Build with agents, conversations, and responses in Foundry Agent Service

Microsoft Foundry Agent Service uses three core runtime components—agents, conversations, and responses—to power stateful, multi-turn interactions. An agent uses a model from the Foundry model catalog, along with instructions and tools. A conversation persists history across turns. A response is the output the agent produces when it processes input. This article walks through each component and shows how to use them together in code. You’ll learn how to create an agent, start a conversation, generate responses (with or without an agent), add follow-up messages, and stream results—with examples in Python, C#, JavaScript, Java, and REST API.

How runtime components work together

When you work with an agent, you follow a consistent pattern:

Create an agent: Define an agent to start sending messages and receiving responses.
Create a conversation (optional): Use a conversation to maintain history across turns. If you don’t use a conversation, carry forward context by using the output from a previous response.
Generate a response: The agent’s Foundry model processes input items in the conversation and any instructions provided in the request. The agent might append items to the conversation.
Check response status: Monitor the response until it finishes (especially in streaming or background mode).
Retrieve the response: Display the generated response to the user.

The following diagram illustrates how these components interact in a typical agent loop. :::image type=“content” source=”../media/runtime-components.png” alt-text=“Diagram that shows the agent runtime loop: an agent definition and optional conversation history feed response generation, which can call tools, append items back into the conversation, and produce output items you display to the user.”::: You provide user input (and optionally conversation history), the service generates a response (including tool calls when configured), and the resulting items can be reused as context for the next turn.

Prerequisites

To run the samples in this article, you need:

An Azure subscription. Create one for free.
A Microsoft Foundry project.
The Foundry Agent Service SDK for your language:

Python
C#
JavaScript
Java
REST API

pip install "azure-ai-projects>=2.0.0"
pip install azure-identity

dotnet add package Azure.AI.Projects
dotnet add package Azure.AI.Projects.Agents
dotnet add package Azure.AI.Extensions.OpenAI
dotnet add package Azure.Identity

npm install @azure/ai-projects@2.0.0
npm install @azure/identity

<dependency>
    <groupId>com.azure</groupId>
    <artifactId>azure-ai-agents</artifactId>
    <version>2.0.0</version>
</dependency>
<dependency>
    <groupId>com.azure</groupId>
    <artifactId>azure-identity</artifactId>
    <version>1.15.4</version>
</dependency>

No SDK installation required. Use Azure CLI to obtain an access token:

az login

Create an agent

An agent is a persisted orchestration definition that combines AI models, instructions, code, tools, parameters, and optional safety or governance controls. Store agents as named, versioned assets in Microsoft Foundry. During response generation, the agent definition works with interaction history (conversation or previous response) to process and respond to user input. The following example creates a prompt agent with a name, model, and instructions. Use the project client for agent creation and versioning.

    from azure.identity import DefaultAzureCredential
    from azure.ai.projects import AIProjectClient
    from azure.ai.projects.models import PromptAgentDefinition

    # Format: "https://resource_name.services.ai.azure.com/api/projects/project_name"
    PROJECT_ENDPOINT = "your_project_endpoint"

    # Create project client to call Foundry API
    project = AIProjectClient(
        endpoint=PROJECT_ENDPOINT,
        credential=DefaultAzureCredential(),
    )

    # Create a prompt agent
    agent = project.agents.create_version(
        agent_name="my-agent",
        definition=PromptAgentDefinition(
            model="gpt-5-mini",
            instructions="You are a helpful assistant.",
        ),
    )
    print(f"Agent: {agent.name}, Version: {agent.version}")

Agents are now identified using the agent name and agent version. They don’t have a GUID called AgentID anymore.

For additional agent types (workflow, hosted), see Agent development lifecycle.
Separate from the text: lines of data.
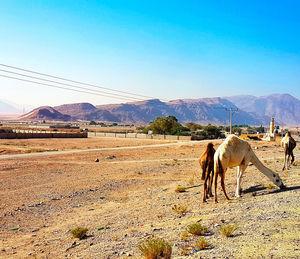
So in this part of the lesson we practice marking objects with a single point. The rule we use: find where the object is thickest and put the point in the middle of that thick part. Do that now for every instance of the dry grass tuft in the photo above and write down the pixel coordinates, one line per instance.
(270, 186)
(180, 209)
(197, 229)
(185, 250)
(180, 189)
(155, 248)
(201, 243)
(227, 229)
(79, 232)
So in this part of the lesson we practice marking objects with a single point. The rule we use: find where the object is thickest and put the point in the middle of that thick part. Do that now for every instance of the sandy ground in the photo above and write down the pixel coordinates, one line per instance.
(130, 194)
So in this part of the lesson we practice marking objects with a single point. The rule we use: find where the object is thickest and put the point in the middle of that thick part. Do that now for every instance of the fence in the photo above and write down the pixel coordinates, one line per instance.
(27, 135)
(138, 136)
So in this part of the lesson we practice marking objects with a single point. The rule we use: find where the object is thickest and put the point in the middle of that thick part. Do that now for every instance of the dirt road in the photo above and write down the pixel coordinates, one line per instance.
(128, 196)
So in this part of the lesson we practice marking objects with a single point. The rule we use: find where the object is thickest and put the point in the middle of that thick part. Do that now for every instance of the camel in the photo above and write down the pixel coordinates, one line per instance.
(207, 164)
(288, 143)
(237, 152)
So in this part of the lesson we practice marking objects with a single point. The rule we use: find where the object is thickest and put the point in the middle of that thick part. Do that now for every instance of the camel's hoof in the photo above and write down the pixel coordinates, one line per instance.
(282, 187)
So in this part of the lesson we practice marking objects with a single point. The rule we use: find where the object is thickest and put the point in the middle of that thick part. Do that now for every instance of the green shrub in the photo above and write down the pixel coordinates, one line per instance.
(227, 229)
(155, 248)
(79, 232)
(197, 229)
(180, 209)
(201, 243)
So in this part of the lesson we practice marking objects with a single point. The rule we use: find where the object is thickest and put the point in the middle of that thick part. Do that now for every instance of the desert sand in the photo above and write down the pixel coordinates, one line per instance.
(128, 197)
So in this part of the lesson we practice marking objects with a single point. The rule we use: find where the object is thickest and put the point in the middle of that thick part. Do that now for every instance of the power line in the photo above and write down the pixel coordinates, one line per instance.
(83, 88)
(77, 82)
(60, 87)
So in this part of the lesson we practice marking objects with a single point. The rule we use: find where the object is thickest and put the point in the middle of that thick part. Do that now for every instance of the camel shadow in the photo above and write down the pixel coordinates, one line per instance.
(258, 188)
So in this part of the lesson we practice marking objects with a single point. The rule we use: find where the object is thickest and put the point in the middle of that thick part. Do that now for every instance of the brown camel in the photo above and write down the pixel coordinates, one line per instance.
(207, 164)
(237, 152)
(288, 143)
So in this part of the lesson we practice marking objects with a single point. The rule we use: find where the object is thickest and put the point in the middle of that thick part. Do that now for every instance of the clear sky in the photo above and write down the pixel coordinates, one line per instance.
(166, 49)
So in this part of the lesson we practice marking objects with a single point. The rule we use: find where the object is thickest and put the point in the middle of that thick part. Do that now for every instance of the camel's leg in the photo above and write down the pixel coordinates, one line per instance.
(216, 183)
(205, 188)
(210, 183)
(223, 185)
(288, 164)
(293, 157)
(240, 170)
(208, 186)
(285, 154)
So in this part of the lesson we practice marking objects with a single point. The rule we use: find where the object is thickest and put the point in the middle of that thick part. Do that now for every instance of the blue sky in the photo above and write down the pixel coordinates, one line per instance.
(165, 49)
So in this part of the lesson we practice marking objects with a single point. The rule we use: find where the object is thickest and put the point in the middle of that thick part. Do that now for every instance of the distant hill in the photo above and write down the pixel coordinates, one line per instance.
(45, 113)
(283, 107)
(6, 107)
(251, 110)
(204, 111)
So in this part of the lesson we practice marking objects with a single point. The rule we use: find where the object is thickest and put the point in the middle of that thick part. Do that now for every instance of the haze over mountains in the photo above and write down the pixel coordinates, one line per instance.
(251, 110)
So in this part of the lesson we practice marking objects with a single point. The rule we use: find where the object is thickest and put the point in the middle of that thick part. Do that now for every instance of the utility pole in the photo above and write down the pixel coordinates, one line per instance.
(231, 110)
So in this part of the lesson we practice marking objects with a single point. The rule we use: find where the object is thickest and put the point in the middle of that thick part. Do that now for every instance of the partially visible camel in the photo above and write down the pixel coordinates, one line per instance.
(207, 164)
(288, 143)
(237, 152)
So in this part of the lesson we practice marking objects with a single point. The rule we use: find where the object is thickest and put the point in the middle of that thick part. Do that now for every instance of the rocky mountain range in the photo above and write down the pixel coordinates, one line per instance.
(252, 110)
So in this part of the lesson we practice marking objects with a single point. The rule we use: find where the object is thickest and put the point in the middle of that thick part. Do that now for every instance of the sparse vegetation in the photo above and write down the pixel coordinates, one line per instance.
(185, 236)
(38, 150)
(180, 209)
(201, 243)
(197, 229)
(192, 181)
(227, 229)
(154, 248)
(185, 250)
(180, 189)
(270, 186)
(79, 232)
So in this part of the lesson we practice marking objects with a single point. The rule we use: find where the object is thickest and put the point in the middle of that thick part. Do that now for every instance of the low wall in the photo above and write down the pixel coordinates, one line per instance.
(138, 135)
(42, 135)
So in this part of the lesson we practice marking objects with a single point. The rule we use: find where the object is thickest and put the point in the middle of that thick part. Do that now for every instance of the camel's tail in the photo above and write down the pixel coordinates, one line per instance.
(274, 177)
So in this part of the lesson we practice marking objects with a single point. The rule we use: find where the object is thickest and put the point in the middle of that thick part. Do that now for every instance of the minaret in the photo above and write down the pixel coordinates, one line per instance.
(272, 127)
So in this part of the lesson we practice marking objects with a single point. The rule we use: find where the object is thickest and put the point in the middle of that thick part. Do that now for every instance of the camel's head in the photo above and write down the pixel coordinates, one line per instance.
(278, 181)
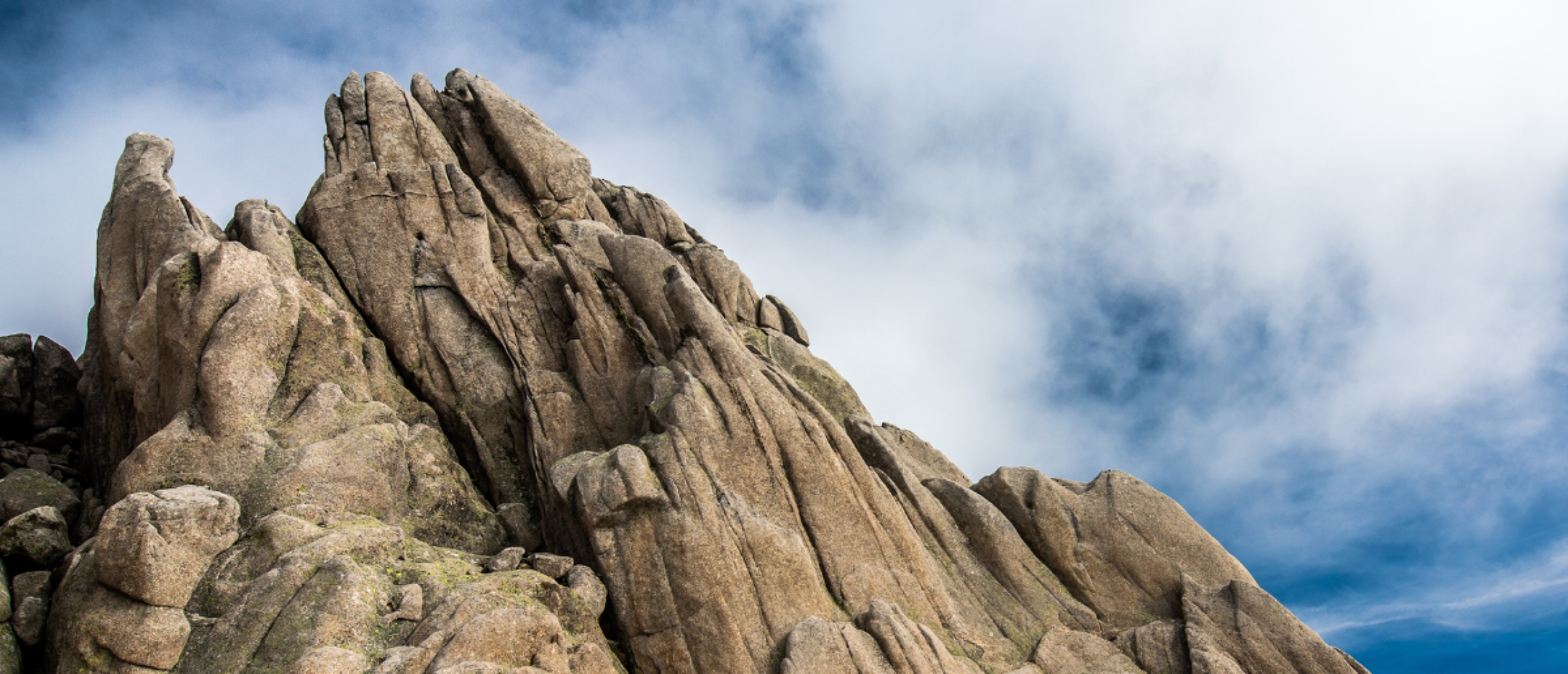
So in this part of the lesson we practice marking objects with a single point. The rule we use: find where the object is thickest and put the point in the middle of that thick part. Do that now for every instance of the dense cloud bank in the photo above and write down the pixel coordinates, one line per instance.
(1300, 268)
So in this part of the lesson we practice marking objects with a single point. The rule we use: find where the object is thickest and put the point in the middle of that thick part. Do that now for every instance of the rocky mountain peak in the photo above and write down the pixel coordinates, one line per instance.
(479, 411)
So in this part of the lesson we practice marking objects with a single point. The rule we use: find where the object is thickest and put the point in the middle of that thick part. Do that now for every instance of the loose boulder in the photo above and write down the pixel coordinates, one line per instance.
(158, 546)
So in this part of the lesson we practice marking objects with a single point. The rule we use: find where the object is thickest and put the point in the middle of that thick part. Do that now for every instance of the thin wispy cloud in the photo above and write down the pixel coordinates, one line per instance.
(1302, 267)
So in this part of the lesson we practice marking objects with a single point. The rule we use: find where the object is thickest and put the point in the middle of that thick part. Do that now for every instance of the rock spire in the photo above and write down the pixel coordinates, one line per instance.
(479, 411)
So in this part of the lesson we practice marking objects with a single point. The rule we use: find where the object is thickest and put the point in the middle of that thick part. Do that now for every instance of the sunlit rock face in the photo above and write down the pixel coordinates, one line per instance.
(479, 411)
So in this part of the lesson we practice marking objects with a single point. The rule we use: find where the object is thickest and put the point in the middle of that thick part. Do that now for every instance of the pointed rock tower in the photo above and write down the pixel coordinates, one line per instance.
(479, 411)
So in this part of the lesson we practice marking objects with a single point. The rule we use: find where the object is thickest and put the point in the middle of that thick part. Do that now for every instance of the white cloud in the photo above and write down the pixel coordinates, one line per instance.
(1376, 187)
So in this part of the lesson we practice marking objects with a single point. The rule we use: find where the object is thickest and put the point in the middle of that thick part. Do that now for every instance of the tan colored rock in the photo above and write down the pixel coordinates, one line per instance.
(1159, 646)
(588, 588)
(463, 311)
(821, 646)
(507, 637)
(332, 661)
(911, 648)
(94, 629)
(1065, 651)
(1241, 627)
(242, 364)
(1120, 546)
(156, 548)
(507, 560)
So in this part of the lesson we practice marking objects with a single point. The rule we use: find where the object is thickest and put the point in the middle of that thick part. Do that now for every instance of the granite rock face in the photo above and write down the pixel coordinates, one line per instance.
(479, 411)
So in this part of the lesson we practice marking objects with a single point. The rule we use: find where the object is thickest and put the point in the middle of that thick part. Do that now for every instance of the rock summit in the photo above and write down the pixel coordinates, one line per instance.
(476, 409)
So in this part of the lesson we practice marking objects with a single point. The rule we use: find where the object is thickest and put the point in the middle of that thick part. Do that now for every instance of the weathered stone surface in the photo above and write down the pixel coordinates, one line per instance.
(40, 534)
(554, 566)
(1241, 627)
(1158, 648)
(26, 490)
(465, 317)
(10, 651)
(1064, 651)
(55, 377)
(16, 383)
(30, 605)
(507, 560)
(330, 661)
(156, 548)
(1120, 546)
(234, 360)
(96, 629)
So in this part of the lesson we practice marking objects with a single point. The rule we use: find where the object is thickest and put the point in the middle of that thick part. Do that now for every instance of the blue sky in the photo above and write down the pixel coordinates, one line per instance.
(1300, 267)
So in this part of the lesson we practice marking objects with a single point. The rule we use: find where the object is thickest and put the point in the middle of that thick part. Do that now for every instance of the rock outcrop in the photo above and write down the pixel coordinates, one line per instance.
(479, 411)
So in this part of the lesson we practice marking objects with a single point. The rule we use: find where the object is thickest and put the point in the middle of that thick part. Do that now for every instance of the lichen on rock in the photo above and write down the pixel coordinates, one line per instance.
(485, 413)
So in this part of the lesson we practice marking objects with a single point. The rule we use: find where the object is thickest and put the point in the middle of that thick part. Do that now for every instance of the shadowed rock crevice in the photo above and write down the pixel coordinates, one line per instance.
(481, 409)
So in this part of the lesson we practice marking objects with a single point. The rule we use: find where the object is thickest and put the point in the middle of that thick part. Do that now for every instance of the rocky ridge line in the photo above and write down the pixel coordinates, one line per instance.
(479, 411)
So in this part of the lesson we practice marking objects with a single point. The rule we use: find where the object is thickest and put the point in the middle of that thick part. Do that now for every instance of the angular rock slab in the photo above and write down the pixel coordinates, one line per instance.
(232, 358)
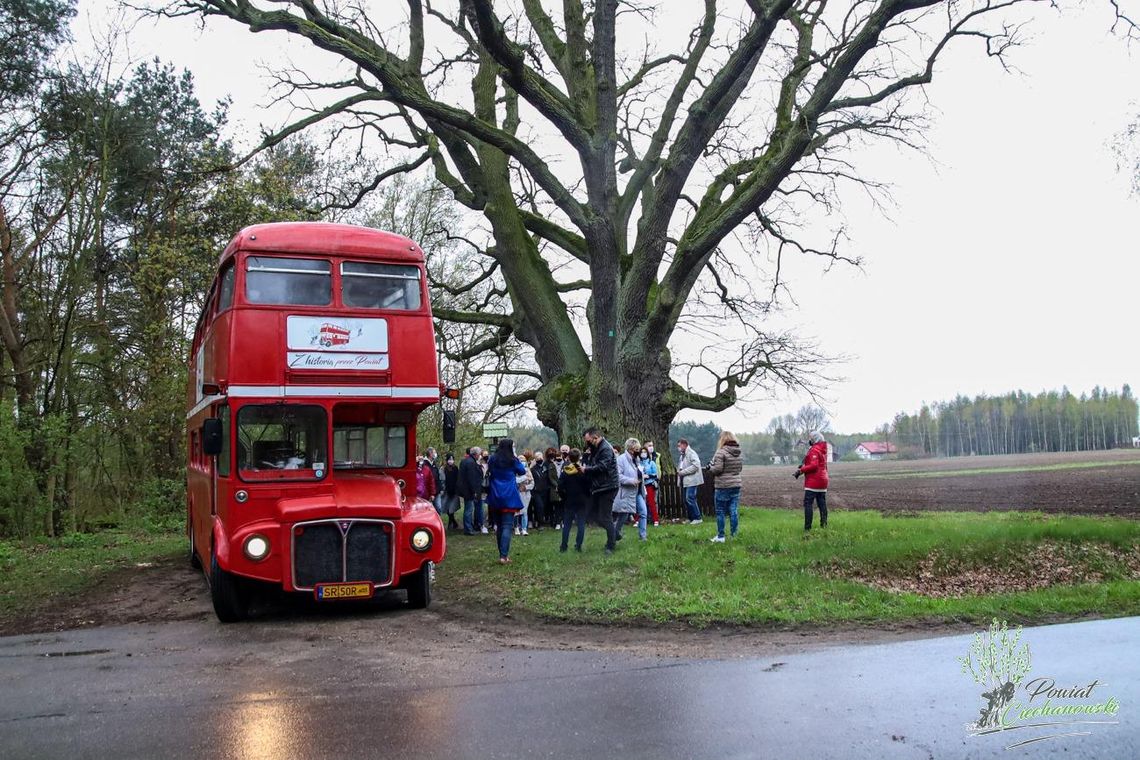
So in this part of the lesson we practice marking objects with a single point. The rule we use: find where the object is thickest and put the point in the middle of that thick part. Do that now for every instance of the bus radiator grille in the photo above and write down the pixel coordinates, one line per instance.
(334, 552)
(366, 554)
(318, 555)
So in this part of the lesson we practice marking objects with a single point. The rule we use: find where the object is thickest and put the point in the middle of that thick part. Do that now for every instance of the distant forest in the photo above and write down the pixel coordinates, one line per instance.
(1018, 423)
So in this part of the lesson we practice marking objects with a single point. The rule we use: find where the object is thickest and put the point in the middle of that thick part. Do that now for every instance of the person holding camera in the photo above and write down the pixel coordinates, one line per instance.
(814, 471)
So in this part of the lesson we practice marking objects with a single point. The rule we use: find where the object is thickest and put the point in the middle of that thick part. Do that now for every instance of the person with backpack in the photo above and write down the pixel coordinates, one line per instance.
(814, 470)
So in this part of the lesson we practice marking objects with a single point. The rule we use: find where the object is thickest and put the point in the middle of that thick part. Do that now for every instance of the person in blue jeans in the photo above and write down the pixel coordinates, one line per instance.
(573, 488)
(503, 468)
(689, 471)
(470, 487)
(725, 468)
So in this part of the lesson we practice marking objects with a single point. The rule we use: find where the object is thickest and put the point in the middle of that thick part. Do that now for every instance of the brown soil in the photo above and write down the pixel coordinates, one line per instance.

Create an agent with tools

Tools extend what an agent can do beyond generating text. When you attach tools to an agent, the agent can call external services, run code, search files, and access data sources during response generation—using tools such as web search or function calling. You can attach one or more tools when you create an agent. During response generation, the agent decides whether to call a tool based on the user input and its instructions. The following example creates an agent with a web search tool attached.

    from azure.identity import DefaultAzureCredential
    from azure.ai.projects import AIProjectClient
    from azure.ai.projects.models import PromptAgentDefinition, WebSearchTool

    PROJECT_ENDPOINT = "your_project_endpoint"

    project = AIProjectClient(
        endpoint=PROJECT_ENDPOINT,
        credential=DefaultAzureCredential(),
    )

    # Create an agent with a web search tool
    agent = project.agents.create_version(
        agent_name="my-tool-agent",
        definition=PromptAgentDefinition(
            model="gpt-5-mini",
            instructions="You are a helpful assistant that can search the web.",
            tools=[WebSearchTool()],
        ),
    )
    print(f"Agent: {agent.name}, Version: {agent.version}")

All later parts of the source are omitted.